AWS re:Invent still isn’t done and this week, the traditional keynote by Amazon’s CTO Dr Werner Vogels looked at some new and upcoming services geared towards developers looking to build dependable systems.
With CNCF Technical Oversight Committee chair Liz Rice recently pinpointing chaos engineering as an approach to watch in 2021, Vogels’ announcement of a AWS Fault Injection Simulator (FIS) got quite a bit of interest on social media. The fully managed chaos engineering service is meant to become available next year and looks to give developers a hand at discovering their apps’ weaknesses before they become an issue.
It isn’t the first time that chaos engineering has come up at re:Invent, however. In 2017 Nora Jones, who back then worked as a senior software engineer at Netflix, took to the stage to explain the benefits of integrating some experimentation into the development process. In order to build confidence in a system’s behaviour, chaos engineering practitioners define a system output that signals normal behaviour, introduce some variables reflecting real world events that could influence that state, and start experimenting with those to check for issues.
The notion of testing in production back then still felt foreign to most, so the recent surge of interest seems to indicate that people are warming up to the idea – especially with more and more projects relying on outside resources that introduce new potential for failure. AWS Fault Injection Simulator could be useful to those interested in the concept but afraid of risking system-wide consequences, as it promises “controls and guardrails” such as rollbacks and configurable stopping points for experiments.
To get started, the service is said to provide “pre-built templates that generate the desired disruptions, such as server latency or database error” which can be run in parallel or sequentially to harden a system and can even be integrated into a CD pipeline for continuous testing. FIS is also advertised to help teams find monitoring blindspots, so that they can improve their setup to become more comprehensive.
Monitoring was quite central to the keynote anyway, as AWS announced previews of managed services for cornerstone monitoring tools Grafana (AMG) and Prometheus (AMP). In cooperation with Grafana developers Grafana Labs, the new offer is meant to take hosting and tool management off dev teams’ hands, add some additional security features, and integrate with all sorts of AWS data sources for insight collection.

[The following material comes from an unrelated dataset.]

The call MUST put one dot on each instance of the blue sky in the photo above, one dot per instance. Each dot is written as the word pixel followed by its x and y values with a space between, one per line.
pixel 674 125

While some community members felt slightly baffled by the sentiment of the tools being hard to manage, the service is probably mainly aimed at meeting organisations where they are, as Vogels put it, which happens to be AWS in some cases. This can help make the service more accessible for some and offers Grafana Labs a way to present a direct taster of what their tool can do. In the best case scenario, this could entice a company or two to invest into an Enterprise subscription which in turn would help to finance the open source project or even win some developers over to help move the project forward.
Out of the box AMP includes support for Amazon’s Elastic Kubernetes and Container Services (EKS and ECS) only, though it is said that it can be used to monitor self-managed Kubernetes clusters on both cloud and on-premises as well.
While pricing information for AWS Fault Injection Simulator isn’t available yet, AMG is said to be free of charge until 15 February 2021, and go up to $9 per active user, workspace, and month or $5 if it’s view-access only. AMP (for now) only charges “for usage of metrics ingested”. This changes on 15 March “at which point preview customers will be charged for stored and queried metrics” with costs starting at $0.002 per 10,000 samples for the first 2 billion samples plus storage and processing charges.
Other than that Vogels introduced AWS CloudShell, a browser-based shell which should now be available via a new icon in the AWS Management Console. According to AWS chief evangelist Jeff Barr, the new tool is meant to allow easy access to AWS resources and was added to reduce friction and complexity for those who want to use the AWS Command Line Interface but “don’t want to deal with client applications, public keys, AWS credentials, tooling, and so forth”.
To make this less of an issue, CloudShell works with the credentials used to log into the management console and comes with the AWS CLI pre-installed. The free offer also includes things like Python and Node runtimes, bash, and git, as well as 1GB of persistent storage per region for customisation measures.